Steinbeis team develops mathematical tool for certifying wind turbines
Generating power from renewable energy sources is a key focal point of the energy transition. It presents energy suppliers, grid operators, and turbine manufacturers with major challenges. The growing portion of wind energy flowing into the electricity supply is particularly demanding in terms of engineering, especially if the energy supply has to remain reliable. The Steinbeis Transfer Center called Energy-efficient power electronics for electrical drives and power storage systems, which is based at Aschaffenburg University of Applied Sciences, partnered up with Hottinger Baldwin Messtechnik GmbH to develop a mathematical process that can be used to certify wind turbines.
Manufacturers have a lot of experience with testing individual components in the development of wind turbines. Testing and inspecting a wind turbine as a complete system on the other hand is much more complicated. Not only does system output keep increasing, but the technical guidelines for certification are being drafted in evermore detail.

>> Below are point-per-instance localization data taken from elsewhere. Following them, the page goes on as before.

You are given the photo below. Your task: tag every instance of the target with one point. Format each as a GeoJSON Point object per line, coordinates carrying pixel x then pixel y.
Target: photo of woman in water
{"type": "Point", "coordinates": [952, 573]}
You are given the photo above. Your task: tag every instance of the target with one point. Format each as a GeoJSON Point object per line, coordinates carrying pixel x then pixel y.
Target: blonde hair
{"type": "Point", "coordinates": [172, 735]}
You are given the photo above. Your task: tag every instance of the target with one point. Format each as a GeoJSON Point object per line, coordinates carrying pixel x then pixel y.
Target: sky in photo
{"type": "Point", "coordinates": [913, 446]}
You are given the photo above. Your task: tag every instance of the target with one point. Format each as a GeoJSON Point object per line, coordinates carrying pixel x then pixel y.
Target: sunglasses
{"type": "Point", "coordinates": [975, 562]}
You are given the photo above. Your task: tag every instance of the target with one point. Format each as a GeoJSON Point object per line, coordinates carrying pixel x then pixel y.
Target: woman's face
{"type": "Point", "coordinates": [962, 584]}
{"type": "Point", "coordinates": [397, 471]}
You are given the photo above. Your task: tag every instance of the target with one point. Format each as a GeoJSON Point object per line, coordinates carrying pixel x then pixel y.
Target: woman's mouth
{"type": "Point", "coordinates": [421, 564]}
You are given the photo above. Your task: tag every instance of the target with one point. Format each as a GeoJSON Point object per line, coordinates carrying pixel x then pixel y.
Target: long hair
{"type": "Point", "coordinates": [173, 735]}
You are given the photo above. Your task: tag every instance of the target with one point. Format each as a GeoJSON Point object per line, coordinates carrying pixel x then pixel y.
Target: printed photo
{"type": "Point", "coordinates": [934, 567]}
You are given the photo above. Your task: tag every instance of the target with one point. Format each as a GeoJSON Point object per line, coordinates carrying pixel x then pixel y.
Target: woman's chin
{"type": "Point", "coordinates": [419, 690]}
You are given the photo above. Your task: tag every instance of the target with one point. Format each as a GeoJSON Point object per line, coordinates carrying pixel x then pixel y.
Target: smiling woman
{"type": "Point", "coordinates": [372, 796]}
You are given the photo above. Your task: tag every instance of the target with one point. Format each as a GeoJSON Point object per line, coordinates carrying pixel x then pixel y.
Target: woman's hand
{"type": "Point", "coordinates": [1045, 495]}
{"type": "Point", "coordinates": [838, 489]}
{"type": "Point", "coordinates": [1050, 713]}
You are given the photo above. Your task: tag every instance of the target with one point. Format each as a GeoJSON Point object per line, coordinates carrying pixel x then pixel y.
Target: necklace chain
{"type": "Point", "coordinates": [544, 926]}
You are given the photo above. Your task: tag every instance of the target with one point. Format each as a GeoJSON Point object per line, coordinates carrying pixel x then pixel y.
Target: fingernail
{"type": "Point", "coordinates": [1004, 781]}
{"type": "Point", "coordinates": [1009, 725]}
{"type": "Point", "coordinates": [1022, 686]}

A precise measuring system is needed to carry out certification on the electrical components of wind turbines in field trials or on system test benches. This has to be based on a powerful mathematical evaluation and adhere to the TR3 technical guidelines published by the German development association for wind energy and other renewable energies (Fordergesellschaft Windenergie und andere Erneuerbare Energien FGW e.V.). Experts working with Prof. Dr.-Ing. Johannes Teigelkotter at the Steinbeis Transfer Center in Aschaffenburg joined forces with their project partners at Hottinger Baldwin Messtechnik to develop and test a mathematical procedure to capture and evaluate the operation of wind turbines at the feed point. Both project partners have been working together successfully for many years: In 2015, they were awarded the Steinbeis Foundations Transfer Award, the Lohn Award, for their transfer project on raw data analysis and precise efficiency measurements for electric drives. Their current project developed out of this previous collaboration.
One of the central challenges of the new collaborative project lies in the calculation of the active and reactive power over time in the currents and voltages at the feed point. To meet this challenge, the project team optimized a mathematical procedure which can now highly dynamically calculate the symmetrical components from the measured voltage and current paths. The symmetrical components measured in this way are needed to calculate further operational factors in the wind turbine in accordance with defined standards.
The above illustration shows the setup of a wind turbine plant with a wind turbine, transmission, generator, and converter for feeding energy into the power grid. What’s more, the system for taking precise measurements and analyzing the turbine is shown with important system outputs. The algorithms for recording the symmetrical components and additional types of analysis for wind turbines were based on this measurement system developed by Hottinger Baldwin Messtechnik.